1
votes

I am trying to mark all fruit with a "1" if it is only supplied by one country or a "0" otherwise.

I have two tables of data:

Table 1:

Fruit - Each row has a different fruit in it e.g. Apple, Banana, Peach,etc...

Country - Each row has the fruits main country of supply in 2-digit iso format e.g. US, UK, NO, etc...

SourceUnique - This is the column I want to fill with "1" in rows with fruit that are only supplied by one country and "0" otherwise.

Table 2:

Country - Each row has the suppliers country in 2-digit iso format like the last table.

Supplies - Each row has a list of fruits that the supplier delivers e.g. row 1 is "Apple, Banana", row 2 is "Pineapple, Peach, Pear, Apple", etc...

Both tables are imported from CSV files then my code is as follows:

Table1$SourceUnique=rep(1,length(Table1$Country))

for(i in 1:length(Table1$Country)){
  for(k in 1:length(Table2$Country)){
    if(grepl(Table1$Fruit[i], Table2$Supplies[k])==TRUE && identical(Table1$Country[i], Table2$Country[k])==FALSE){
      Table1$SourceUnique[i]=0
    }
  }
}

I get no errors but the SourceUnique column does not fill correctly. I get 1's and 0's with some correct and others not. After lots of searching and messing around I have accepted that I have no idea and need help, so any advice or solutions would be fantastic.

Thanks.

Edit for more info:

Some fruits have many suppliers from the same country and Table2$Supplies is messy with other words in it annoyingly.

Example data:

Table1$Country <- c("UK","US","NO")
Table1$Fruit <- c("Apple","Banana","Pear")
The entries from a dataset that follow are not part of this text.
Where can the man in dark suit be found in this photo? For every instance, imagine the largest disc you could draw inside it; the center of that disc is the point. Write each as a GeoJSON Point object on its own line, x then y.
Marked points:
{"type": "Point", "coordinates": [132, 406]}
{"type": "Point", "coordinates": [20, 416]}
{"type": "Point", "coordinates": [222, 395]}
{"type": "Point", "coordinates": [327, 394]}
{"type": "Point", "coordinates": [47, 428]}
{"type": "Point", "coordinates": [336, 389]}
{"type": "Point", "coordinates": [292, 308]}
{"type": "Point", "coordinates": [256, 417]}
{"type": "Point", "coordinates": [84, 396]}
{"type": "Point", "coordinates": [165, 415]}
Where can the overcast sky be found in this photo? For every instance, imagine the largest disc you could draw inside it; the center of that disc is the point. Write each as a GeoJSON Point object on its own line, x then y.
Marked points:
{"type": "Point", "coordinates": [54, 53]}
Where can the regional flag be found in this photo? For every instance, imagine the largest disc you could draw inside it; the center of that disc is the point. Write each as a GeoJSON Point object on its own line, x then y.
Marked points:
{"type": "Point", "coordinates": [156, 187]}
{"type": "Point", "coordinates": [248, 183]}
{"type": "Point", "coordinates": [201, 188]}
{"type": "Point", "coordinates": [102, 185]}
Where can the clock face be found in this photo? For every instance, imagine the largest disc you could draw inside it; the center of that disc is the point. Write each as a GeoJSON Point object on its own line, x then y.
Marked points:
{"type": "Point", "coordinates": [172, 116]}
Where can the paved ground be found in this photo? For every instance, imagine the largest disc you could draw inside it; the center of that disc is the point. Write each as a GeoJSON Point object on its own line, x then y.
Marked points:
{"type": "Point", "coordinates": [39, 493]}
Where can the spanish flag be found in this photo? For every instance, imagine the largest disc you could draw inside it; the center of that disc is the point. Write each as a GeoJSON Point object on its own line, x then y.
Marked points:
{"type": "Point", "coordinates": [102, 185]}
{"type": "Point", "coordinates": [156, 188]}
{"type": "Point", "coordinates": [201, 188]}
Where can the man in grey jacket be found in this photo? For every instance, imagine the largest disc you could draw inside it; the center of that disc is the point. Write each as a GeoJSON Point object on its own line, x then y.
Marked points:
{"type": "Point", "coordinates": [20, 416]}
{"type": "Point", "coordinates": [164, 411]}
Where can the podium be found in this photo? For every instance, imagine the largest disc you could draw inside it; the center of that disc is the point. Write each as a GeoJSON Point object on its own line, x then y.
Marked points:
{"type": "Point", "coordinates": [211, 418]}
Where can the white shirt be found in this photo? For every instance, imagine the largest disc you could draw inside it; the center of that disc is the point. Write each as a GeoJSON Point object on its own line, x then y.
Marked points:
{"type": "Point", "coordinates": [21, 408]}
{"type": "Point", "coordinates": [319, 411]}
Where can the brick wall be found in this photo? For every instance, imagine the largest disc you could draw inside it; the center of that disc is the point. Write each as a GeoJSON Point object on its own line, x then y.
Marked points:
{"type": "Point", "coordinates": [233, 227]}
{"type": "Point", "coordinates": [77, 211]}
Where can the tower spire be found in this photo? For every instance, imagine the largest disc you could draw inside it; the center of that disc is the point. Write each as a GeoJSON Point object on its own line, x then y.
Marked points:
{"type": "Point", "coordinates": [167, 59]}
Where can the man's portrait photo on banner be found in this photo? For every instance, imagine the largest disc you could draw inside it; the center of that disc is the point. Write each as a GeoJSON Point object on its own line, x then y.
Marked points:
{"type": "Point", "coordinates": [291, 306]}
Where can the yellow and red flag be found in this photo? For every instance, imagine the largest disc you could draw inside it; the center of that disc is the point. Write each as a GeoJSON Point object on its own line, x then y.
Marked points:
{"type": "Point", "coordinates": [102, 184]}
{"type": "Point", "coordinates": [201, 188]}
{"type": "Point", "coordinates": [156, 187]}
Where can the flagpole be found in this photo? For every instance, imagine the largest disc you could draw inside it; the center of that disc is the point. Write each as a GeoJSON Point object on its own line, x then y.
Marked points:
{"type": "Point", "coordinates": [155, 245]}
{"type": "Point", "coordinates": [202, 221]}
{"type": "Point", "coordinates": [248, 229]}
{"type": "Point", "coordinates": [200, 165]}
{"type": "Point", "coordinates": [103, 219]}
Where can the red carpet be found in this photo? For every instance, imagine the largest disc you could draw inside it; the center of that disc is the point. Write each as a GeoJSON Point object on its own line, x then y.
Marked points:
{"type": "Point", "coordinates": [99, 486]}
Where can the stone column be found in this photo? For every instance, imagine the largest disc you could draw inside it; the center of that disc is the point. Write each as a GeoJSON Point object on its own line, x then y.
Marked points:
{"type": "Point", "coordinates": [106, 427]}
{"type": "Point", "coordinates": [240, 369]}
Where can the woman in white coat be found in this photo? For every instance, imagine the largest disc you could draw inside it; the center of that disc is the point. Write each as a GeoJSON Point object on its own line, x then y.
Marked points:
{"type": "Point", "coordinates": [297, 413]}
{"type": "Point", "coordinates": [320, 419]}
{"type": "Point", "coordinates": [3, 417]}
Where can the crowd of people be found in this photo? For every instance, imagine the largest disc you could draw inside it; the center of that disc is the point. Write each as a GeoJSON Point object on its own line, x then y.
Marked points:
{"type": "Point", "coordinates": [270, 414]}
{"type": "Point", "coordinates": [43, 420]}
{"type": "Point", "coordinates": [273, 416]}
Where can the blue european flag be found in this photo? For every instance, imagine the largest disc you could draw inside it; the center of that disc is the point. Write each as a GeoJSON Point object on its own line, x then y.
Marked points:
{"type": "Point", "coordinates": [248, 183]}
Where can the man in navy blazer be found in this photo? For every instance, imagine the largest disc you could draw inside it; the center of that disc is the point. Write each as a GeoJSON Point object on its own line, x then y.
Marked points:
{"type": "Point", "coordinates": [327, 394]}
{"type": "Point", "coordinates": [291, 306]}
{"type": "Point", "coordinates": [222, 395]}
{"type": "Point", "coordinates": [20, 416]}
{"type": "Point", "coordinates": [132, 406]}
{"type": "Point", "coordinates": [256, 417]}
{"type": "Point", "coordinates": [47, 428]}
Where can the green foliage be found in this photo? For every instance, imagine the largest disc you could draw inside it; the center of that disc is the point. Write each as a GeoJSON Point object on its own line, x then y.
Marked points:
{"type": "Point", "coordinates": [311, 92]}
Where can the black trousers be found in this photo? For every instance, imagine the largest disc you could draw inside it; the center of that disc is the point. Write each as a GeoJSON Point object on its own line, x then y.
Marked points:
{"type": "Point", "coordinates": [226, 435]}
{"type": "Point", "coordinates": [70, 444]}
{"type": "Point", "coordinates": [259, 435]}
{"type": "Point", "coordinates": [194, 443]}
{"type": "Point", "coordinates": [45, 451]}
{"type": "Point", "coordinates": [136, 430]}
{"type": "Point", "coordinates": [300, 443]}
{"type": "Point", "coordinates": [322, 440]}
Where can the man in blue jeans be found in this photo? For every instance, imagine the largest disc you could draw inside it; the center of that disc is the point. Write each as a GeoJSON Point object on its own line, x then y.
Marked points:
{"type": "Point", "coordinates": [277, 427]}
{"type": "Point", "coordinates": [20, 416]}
Table2$Country <- c("UK","US","UK")
Table2$Supplies <- c("Apple,Pear","Banana,Pear","Banana and Apple")

Edit Again:

grepl and identical work in my code when I run them separately with numbers. I can't understand why they do not work in my loops... In theory my code loops through "Supplies", searches the two criteria and returns a 0 when both criteria are satisfied. It then moves on to the next i ("fruit") and repeats. Maybe the && is my problem? it seems correct from my knowledge.

An Excel solution would also work for my purpose but I am not experienced enough with Excel to know where to start with that.

2
Hi, welcome to SO. Please consider reading up on How to Ask and how to produce a reproducible example. It makes it easier for others to help you.Heroka
Sorry about that, I tried creating a small table of data with HTML but it didn't seem to work so I tried to be as descriptive as possible. My data is investors not fruit so I can't share the CSV files... Two tables with 3 random rows would work.GoBuildAngus
What is your expected output for the given example data ?user5249203
A new column in Table 1 with 3 rows which are 1, 0 and 0. Apple is 1 as it is only supplied by the UK. The other two are 0's as Bananas are supplied by the UK and US and Pears are supplied by Norway mainly but we can see that they are supplied by the US and the UK also.GoBuildAngus
Is it feasible to extract the relevant values from your real equivalent of Supplies? In your example data this could be done by splitting at the occurrence of the regex "\\s*(and|,)\\s*".Mikko Marttila

2 Answers

0
votes

Perhaps you can simplify the problem by counting the occurrences of each fruit in table 2 for each country:

for (i in Table1$Fruit){
  as.integer(rowSums(table(grepl(i,Table2$Supplies),Table2$Country))[2]==1)
}

This gives you 1 for those fruits that only occur once per country in table 2 and 0 otherwise.

0
votes

Assuming it's possible to construct a regular expression to extract the values of "fruit" from the Supplies column in your real data, here's a data manipulation approach to the problem.

# prepare your sample data
fruit <- suppliers <- list()

fruit$Fruit <- c("Apple","Banana","Pear")
fruit$Country <- c("UK","US","NO")
fruit <- data.frame(fruit)

suppliers$Country <- c("UK","US","UK")
suppliers$Supplies <- c("Apple,Pear","Banana,Pear","Banana and Apple")
suppliers <- data.frame(suppliers)

library(dplyr)
library(tidyr)  # version 0.5.0 or later

# data manipulation for the desired result
suppliers %>%
    # split values of Supplies into a new row at each occurance of sep
    separate_rows(Supplies, sep = "\\s*(and|,)\\s*") %>%
    group_by(Supplies) %>%
    # summarize which fruit are supplied from only one country
    summarize(SourceUnique = as.numeric(n_distinct(Country) == 1)) %>%
    left_join(fruit, ., by = c("Fruit" = "Supplies"))
#        Fruit Country SourceUnique
#     1  Apple      UK            1
#     2 Banana      US            0
#     3   Pear      NO            0

If speed is desired, the same could likely be formulated using data.tables which provide excellent performance for working with large data.